For his part, Ettinger said he would “not encourage” companies to forecast a specific stock price, much less a specific token price.
“Are there investors that already signed agreements that said ‘we agree that we would like to buy them at $0.75 apiece?'” he added. “That would be a very important data point in figuring out what the valuation is.”
Companies like Civil appear to be taking advantage of a provision in American finance law that allows some crypto-tokens to be considered by the Securities and Exchange Commission as a formal “security,” while others are not.
Tokens formally labelled a security are required to have certain financial disclosure statements filed with the agency. For now, the SEC has come down hard against some hyped crypto products, including AriseBank and Centra, among others, that were determined to be securities.
“While these digital assets and the technology behind them may present a new and efficient means for carrying out financial transactions, they also bring increased risk of fraud and manipulation, because the markets for these assets are less regulated than traditional capital markets,” the SEC warns on its own website.
“Simply code”
In a June 2018 speech in San Francisco, William H. Hinman, the director of the Division of Corporation Finance at the SEC, underscored that not all “digital assets” are necessarily securities.
“The digital asset itself is simply code,” he said. “But the way it is sold—as part of an investment; to non-users; by promoters to develop the enterprise—can be and, in that context, most often is, a security—because it evidences an investment contract. And regulating these transactions as securities transactions makes sense.”
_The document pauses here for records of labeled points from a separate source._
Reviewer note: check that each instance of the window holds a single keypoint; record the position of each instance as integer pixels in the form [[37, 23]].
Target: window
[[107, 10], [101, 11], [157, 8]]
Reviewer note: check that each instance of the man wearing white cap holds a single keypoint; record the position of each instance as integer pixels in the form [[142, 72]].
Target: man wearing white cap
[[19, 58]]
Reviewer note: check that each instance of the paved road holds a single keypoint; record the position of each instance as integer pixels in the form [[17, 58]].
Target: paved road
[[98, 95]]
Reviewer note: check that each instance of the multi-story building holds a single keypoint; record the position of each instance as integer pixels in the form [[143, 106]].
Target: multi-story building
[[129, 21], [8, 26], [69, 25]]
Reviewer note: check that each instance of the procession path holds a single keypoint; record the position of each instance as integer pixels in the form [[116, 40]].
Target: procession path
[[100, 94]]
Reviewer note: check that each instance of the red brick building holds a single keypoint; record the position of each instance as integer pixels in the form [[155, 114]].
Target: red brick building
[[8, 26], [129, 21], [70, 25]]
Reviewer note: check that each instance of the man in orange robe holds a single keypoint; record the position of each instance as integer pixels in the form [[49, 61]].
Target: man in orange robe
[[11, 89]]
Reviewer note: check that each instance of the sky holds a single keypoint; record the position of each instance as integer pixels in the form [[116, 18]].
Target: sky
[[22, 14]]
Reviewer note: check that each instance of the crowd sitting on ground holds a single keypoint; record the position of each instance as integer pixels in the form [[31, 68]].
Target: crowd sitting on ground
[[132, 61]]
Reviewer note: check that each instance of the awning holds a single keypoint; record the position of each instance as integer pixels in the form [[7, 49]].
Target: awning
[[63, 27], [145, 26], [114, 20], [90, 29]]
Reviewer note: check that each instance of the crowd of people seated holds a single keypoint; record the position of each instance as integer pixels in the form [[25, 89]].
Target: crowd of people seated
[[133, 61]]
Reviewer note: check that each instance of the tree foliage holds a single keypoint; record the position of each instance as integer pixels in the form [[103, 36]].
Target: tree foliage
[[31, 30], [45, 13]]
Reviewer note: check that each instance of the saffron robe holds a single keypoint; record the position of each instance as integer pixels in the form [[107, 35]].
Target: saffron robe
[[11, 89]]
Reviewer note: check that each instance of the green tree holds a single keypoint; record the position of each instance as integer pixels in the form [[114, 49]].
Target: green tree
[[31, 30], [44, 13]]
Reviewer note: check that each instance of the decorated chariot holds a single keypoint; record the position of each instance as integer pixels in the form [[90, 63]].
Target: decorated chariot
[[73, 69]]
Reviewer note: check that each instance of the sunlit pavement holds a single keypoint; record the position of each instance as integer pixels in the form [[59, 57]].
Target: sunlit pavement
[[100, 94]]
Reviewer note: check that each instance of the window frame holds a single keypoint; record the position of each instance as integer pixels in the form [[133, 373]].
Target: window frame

At least publicly, the SEC and the Federal Trade Commission do not appear to be investigating Civil. A Freedom of Information Act request submitted by Ars to both agencies seeking documents about Civil returned no responsive documents.
Despite the setbacks, Iles and his colleagues are ready to keep going as long as they can. But the road ahead is a little less certain.
“We’re a startup that hasn’t even figured out how to launch its first suite of products,” Iles admitted.